Not attending the Summit?  Here’s some helpful information.

Lessons Learned
Over and over, care partners report similar experiences about the challenges they face in helping their care recipient. Because of the progressive, degenerative nature of Parkinson’s, a care partner is challenged to know what degree of support their care recipient needs at any given time. It is important that a person with Parkinson’s is able to speak for themselves and manage their own life for as long as possible; however, the care partner is a key member of the team. The relationship is sometimes described as one that begins as ‘partner’ and evolves into ’care provider.”

Care partners, here
are a few practical steps for you to follow:

  1. Be an active member of the team: attend medical appointments and be involved in every decision about your care recipient’s treatment. Research shows that people with actively involved care partners tend to do better.
  2. Ask questions until you understand the answer: Parkinson’s is a complex, neurodegenerative disorder. There is a lot to understand. Don’t hesitate to ask questions until you feel comfortable that you and the person you care for fully understands the answer—this includes information about medication (what it is for, side effects, when to take it, and things to avoid).
  3. Keep your care recipient honest: people tend to leave out important pieces of information when speaking with their doctor/neurologist either due to embarrassment or they simply think it doesn’t matter. It is very important that care partners encourage their loved ones to tell their doctor everything including symptoms, changes in behaviour, other medications or supplements.
  4. Speak up for the person you care for: sometimes people with Parkinson’s simply cannot communicate for themselves so care partners must speak up for them.
  5. Know what hospitals and/or care facilities have expertise with Parkinson’s disease: lack of Parkinson’s education is the primary complaint that Canadians with Parkinson’s and their care partners have reported about interactions with healthcare professionals coast-to-coast. If you have the opportunity, choose a facility that understands how to best care for someone with Parkinson’s disease.
  6. Get to know the nurses: whether in hospital, a care facility or at the movement disorder clinic, get to know the nurse(s) who will provide care.

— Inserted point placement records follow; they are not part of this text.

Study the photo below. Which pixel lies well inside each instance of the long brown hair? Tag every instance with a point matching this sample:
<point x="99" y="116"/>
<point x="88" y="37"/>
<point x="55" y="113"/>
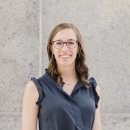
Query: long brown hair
<point x="80" y="66"/>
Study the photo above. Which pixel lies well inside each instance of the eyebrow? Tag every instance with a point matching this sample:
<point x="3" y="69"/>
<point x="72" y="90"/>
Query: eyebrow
<point x="62" y="40"/>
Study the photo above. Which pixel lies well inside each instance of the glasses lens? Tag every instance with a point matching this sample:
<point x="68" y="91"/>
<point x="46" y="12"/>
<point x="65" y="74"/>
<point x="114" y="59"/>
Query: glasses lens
<point x="71" y="44"/>
<point x="58" y="44"/>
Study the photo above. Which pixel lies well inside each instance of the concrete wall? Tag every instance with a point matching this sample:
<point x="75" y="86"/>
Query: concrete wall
<point x="105" y="28"/>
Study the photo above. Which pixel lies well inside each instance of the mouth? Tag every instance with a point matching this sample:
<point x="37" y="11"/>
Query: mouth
<point x="65" y="56"/>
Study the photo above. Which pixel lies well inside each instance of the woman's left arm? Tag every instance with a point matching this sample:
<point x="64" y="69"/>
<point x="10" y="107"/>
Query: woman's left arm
<point x="97" y="121"/>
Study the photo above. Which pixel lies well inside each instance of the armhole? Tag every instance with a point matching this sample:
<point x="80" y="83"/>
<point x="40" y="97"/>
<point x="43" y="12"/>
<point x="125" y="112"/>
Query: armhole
<point x="93" y="85"/>
<point x="40" y="92"/>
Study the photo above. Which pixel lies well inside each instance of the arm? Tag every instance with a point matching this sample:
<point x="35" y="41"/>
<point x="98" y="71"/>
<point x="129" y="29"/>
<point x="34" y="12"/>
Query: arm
<point x="97" y="121"/>
<point x="29" y="107"/>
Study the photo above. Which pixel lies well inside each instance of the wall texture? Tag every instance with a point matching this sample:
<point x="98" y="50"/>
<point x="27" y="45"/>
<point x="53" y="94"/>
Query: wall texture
<point x="105" y="28"/>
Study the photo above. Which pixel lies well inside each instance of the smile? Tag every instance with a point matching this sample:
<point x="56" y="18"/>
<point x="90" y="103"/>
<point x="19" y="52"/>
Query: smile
<point x="65" y="56"/>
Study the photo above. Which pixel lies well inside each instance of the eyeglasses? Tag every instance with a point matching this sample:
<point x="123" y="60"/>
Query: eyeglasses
<point x="59" y="44"/>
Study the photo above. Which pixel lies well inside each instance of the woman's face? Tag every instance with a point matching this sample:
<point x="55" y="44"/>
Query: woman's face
<point x="65" y="56"/>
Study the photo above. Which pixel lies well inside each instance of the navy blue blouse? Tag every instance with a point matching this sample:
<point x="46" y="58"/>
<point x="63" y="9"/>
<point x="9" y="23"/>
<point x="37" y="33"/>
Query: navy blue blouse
<point x="59" y="111"/>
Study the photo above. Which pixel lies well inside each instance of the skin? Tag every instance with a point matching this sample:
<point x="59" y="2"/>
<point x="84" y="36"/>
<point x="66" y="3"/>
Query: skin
<point x="67" y="68"/>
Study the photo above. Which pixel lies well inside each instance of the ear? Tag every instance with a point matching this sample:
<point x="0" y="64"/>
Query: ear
<point x="51" y="48"/>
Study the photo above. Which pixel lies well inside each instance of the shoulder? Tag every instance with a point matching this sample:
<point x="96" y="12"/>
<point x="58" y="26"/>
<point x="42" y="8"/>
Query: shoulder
<point x="30" y="90"/>
<point x="98" y="90"/>
<point x="30" y="86"/>
<point x="93" y="82"/>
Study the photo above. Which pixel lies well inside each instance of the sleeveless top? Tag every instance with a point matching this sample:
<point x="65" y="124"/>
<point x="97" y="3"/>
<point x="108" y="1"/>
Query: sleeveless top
<point x="60" y="111"/>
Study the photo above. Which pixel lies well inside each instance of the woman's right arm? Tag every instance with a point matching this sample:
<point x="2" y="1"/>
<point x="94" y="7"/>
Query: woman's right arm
<point x="29" y="107"/>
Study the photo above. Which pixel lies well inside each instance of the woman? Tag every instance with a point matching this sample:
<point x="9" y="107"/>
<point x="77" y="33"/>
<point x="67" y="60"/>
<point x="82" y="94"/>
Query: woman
<point x="63" y="98"/>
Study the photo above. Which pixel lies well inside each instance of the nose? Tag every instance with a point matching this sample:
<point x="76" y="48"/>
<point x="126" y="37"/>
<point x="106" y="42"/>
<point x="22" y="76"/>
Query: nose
<point x="64" y="48"/>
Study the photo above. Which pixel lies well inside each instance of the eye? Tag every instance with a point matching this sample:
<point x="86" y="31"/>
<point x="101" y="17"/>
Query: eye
<point x="70" y="42"/>
<point x="58" y="43"/>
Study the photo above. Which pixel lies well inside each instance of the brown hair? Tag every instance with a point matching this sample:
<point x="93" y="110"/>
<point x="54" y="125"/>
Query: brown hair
<point x="80" y="66"/>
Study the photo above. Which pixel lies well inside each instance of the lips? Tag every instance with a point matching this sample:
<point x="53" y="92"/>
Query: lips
<point x="65" y="56"/>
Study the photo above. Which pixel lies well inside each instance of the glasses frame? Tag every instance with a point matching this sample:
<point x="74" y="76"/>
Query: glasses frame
<point x="52" y="42"/>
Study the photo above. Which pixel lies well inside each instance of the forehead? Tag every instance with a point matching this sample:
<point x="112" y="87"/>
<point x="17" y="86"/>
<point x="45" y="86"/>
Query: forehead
<point x="65" y="34"/>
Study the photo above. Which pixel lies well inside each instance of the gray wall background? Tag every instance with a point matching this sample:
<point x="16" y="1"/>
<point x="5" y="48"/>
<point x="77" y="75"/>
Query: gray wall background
<point x="105" y="28"/>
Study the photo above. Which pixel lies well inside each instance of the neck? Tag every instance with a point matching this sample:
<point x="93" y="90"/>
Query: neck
<point x="67" y="73"/>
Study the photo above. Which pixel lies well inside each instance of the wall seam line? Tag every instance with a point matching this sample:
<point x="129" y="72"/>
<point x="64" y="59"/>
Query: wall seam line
<point x="40" y="37"/>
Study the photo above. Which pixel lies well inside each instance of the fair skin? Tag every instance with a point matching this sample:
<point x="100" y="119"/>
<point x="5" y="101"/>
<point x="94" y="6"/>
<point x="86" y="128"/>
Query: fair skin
<point x="65" y="59"/>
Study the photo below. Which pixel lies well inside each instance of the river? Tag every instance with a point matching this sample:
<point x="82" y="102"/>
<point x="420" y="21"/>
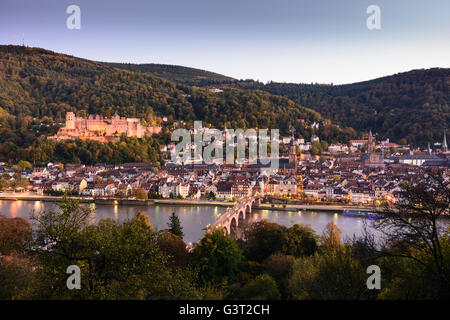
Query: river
<point x="193" y="218"/>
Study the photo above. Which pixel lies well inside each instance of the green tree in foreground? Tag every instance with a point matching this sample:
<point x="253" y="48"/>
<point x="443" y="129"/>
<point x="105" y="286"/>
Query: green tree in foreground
<point x="117" y="261"/>
<point x="175" y="226"/>
<point x="217" y="256"/>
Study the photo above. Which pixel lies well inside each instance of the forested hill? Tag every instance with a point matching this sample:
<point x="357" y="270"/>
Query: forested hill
<point x="178" y="74"/>
<point x="410" y="107"/>
<point x="38" y="87"/>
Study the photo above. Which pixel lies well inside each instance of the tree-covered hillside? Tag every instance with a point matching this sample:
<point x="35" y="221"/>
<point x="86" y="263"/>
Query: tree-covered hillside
<point x="411" y="107"/>
<point x="38" y="87"/>
<point x="178" y="74"/>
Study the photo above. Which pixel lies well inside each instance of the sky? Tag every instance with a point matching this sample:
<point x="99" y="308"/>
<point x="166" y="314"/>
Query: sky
<point x="323" y="41"/>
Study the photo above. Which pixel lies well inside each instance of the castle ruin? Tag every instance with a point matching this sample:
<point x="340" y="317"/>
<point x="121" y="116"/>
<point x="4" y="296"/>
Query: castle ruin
<point x="95" y="127"/>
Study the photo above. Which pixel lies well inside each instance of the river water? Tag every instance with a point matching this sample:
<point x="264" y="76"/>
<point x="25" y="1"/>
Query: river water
<point x="193" y="218"/>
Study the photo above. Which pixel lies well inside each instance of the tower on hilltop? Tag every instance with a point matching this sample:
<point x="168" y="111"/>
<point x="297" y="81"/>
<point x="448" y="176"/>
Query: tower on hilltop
<point x="444" y="143"/>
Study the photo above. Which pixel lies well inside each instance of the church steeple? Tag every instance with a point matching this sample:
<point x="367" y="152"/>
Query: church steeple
<point x="292" y="149"/>
<point x="370" y="146"/>
<point x="444" y="144"/>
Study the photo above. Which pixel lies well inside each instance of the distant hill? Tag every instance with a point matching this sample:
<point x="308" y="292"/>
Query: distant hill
<point x="38" y="87"/>
<point x="410" y="107"/>
<point x="179" y="74"/>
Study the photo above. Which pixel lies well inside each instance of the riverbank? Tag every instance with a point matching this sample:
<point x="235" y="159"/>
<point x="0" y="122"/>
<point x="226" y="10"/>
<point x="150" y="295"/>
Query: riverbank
<point x="179" y="202"/>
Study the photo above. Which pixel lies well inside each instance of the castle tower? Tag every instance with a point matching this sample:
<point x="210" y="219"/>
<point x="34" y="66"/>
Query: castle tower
<point x="292" y="149"/>
<point x="70" y="120"/>
<point x="370" y="143"/>
<point x="444" y="143"/>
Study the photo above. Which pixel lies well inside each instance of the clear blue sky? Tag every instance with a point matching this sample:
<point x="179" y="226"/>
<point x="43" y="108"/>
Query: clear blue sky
<point x="281" y="40"/>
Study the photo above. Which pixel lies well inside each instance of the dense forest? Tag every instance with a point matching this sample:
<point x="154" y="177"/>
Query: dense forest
<point x="413" y="106"/>
<point x="38" y="87"/>
<point x="410" y="107"/>
<point x="178" y="74"/>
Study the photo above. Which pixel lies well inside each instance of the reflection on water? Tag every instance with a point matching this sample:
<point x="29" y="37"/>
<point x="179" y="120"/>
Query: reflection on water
<point x="193" y="219"/>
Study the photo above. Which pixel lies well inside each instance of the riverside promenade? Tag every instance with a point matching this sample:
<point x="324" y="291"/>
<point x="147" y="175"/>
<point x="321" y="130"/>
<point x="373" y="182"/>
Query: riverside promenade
<point x="30" y="196"/>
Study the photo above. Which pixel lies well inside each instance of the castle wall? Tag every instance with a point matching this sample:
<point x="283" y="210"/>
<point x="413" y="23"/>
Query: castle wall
<point x="95" y="127"/>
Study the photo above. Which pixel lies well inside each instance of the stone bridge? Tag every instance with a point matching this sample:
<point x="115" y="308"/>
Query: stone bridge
<point x="234" y="216"/>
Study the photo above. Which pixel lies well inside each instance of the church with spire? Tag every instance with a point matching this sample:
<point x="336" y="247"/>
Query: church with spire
<point x="372" y="159"/>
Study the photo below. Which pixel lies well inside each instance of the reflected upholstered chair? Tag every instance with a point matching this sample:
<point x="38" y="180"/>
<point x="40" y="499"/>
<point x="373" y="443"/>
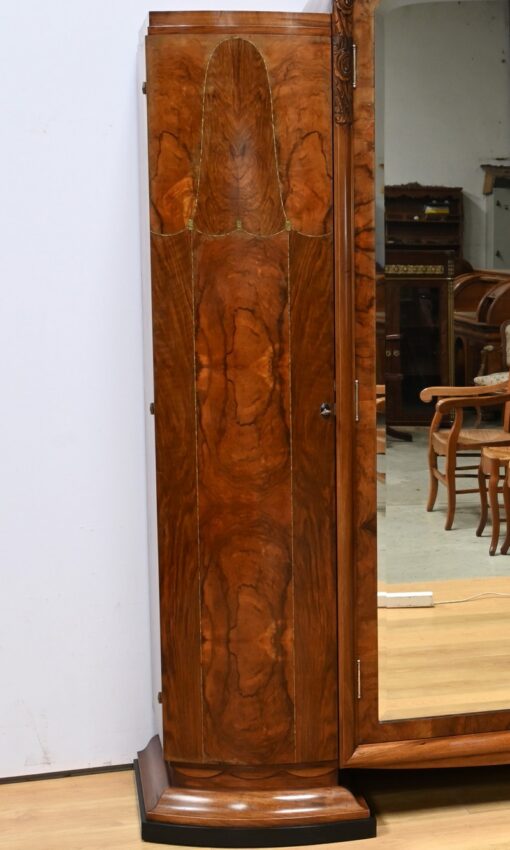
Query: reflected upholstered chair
<point x="456" y="441"/>
<point x="487" y="380"/>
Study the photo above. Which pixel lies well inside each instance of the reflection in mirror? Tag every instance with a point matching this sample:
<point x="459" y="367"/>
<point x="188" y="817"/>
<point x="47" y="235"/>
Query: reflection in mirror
<point x="443" y="354"/>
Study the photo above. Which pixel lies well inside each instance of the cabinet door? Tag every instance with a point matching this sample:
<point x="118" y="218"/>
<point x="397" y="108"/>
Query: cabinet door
<point x="243" y="304"/>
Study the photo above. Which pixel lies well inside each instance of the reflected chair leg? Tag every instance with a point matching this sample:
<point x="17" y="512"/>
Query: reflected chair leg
<point x="433" y="480"/>
<point x="450" y="487"/>
<point x="482" y="486"/>
<point x="506" y="498"/>
<point x="493" y="501"/>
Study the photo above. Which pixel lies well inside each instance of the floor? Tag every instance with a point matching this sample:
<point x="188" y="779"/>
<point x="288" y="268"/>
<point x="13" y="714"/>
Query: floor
<point x="454" y="657"/>
<point x="419" y="810"/>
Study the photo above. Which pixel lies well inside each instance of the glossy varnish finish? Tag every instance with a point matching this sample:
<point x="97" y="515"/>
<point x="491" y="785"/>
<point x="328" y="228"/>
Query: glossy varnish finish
<point x="242" y="265"/>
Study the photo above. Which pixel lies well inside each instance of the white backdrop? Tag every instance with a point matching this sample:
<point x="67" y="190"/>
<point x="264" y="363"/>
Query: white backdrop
<point x="75" y="684"/>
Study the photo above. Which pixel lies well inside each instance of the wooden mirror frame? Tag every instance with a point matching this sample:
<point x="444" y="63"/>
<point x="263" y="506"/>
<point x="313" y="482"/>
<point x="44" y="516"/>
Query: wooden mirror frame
<point x="445" y="741"/>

If necessary, explain the importance of administering medications on time and act as a Parkinson’s resource for them—your efforts will not only benefit your care recipient, but also every person with Parkinson’s who needs care in the future.
  7. Take the opportunity to educate others: whether in a hospital, walking down the street or sitting in a restaurant, chances are that some aspect of Parkinson’s will draw the attention of others to your care recipient. Make the most of the situation by explaining what is happening and letting others know how they can help.
  8. Become an expert about supports and services: find out what kind of support is available in your community and what the criteria for qualification are (home care, disability, CPP, tax credits, and organizations like Parkinson Canada).
  9. Befriend another care partner: having someone who understands your situation can be helpful. Over 240 Parkinson support groups operate in Canada—simply contact your Parkinson Canada local office to find the group best suited to you.